File
The File origin reads data from files in Hadoop Distributed File System (HDFS) or a local file system. Every file must be fully written, include data of the same supported format, and use the same schema.
The File origin reads from HDFS using connection information stored in a Hadoop configuration file.
When reading multiple files in a batch, the origin reads the oldest file first. Upon successfully reading a file, the origin can delete the file, move it to an archive directory, or leave it in the directory.
When the pipeline stops, the origin notes the last-modified timestamp of the last file that it processed and stores it as an offset. When the pipeline starts again, the origin continues processing from the last-saved offset by default. When needed, you can reset pipeline offsets to process all available files.
When you configure the File origin, you specify the directory path to use and a name pattern for the files to read. The origin reads the files with matching names in the specified directory and its subdirectories. You can also configure a file name pattern for a subset of files to exclude from processing. You specify the data format of the data, related data format properties, and how to process successfully read files.
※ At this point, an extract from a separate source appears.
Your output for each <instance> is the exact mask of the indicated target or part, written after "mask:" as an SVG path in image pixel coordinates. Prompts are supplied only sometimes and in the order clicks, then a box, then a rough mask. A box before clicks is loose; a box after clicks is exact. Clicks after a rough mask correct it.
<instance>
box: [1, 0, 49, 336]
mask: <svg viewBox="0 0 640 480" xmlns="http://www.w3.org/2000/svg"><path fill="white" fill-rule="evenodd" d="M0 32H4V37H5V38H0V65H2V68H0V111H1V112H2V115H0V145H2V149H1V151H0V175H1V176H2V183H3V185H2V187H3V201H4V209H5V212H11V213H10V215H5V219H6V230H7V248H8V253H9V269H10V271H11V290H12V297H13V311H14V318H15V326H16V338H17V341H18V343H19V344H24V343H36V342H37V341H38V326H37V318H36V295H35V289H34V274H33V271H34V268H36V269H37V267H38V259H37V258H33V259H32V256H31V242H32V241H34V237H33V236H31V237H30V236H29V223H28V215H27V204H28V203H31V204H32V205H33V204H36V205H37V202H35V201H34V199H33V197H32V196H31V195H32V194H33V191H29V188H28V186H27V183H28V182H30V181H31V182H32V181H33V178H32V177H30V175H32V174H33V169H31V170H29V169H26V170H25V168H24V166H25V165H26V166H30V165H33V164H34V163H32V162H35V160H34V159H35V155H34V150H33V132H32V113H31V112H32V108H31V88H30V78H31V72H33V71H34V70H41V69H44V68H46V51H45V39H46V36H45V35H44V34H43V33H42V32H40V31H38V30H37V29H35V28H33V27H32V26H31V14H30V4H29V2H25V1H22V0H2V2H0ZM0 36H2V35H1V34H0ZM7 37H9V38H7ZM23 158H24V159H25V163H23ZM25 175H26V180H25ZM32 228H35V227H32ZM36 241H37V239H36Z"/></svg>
When needed, you can define a maximum number of files to read in a batch.
You select the data format of the data and configure related properties. When processing delimited or JSON data, you can define a custom schema for reading the data and configure related properties.
You can also specify HDFS configuration properties for a HDFS-compatible system. Any specified properties override those defined in the Hadoop configuration file.
You can configure the origin to load data only once and cache the data for reuse throughout the pipeline run. Or, you can configure the origin to cache each batch of data so the data can be passed to multiple downstream batches efficiently. You can also configure the origin to skip tracking offsets, which enables reading the entire data set each time you start the pipeline.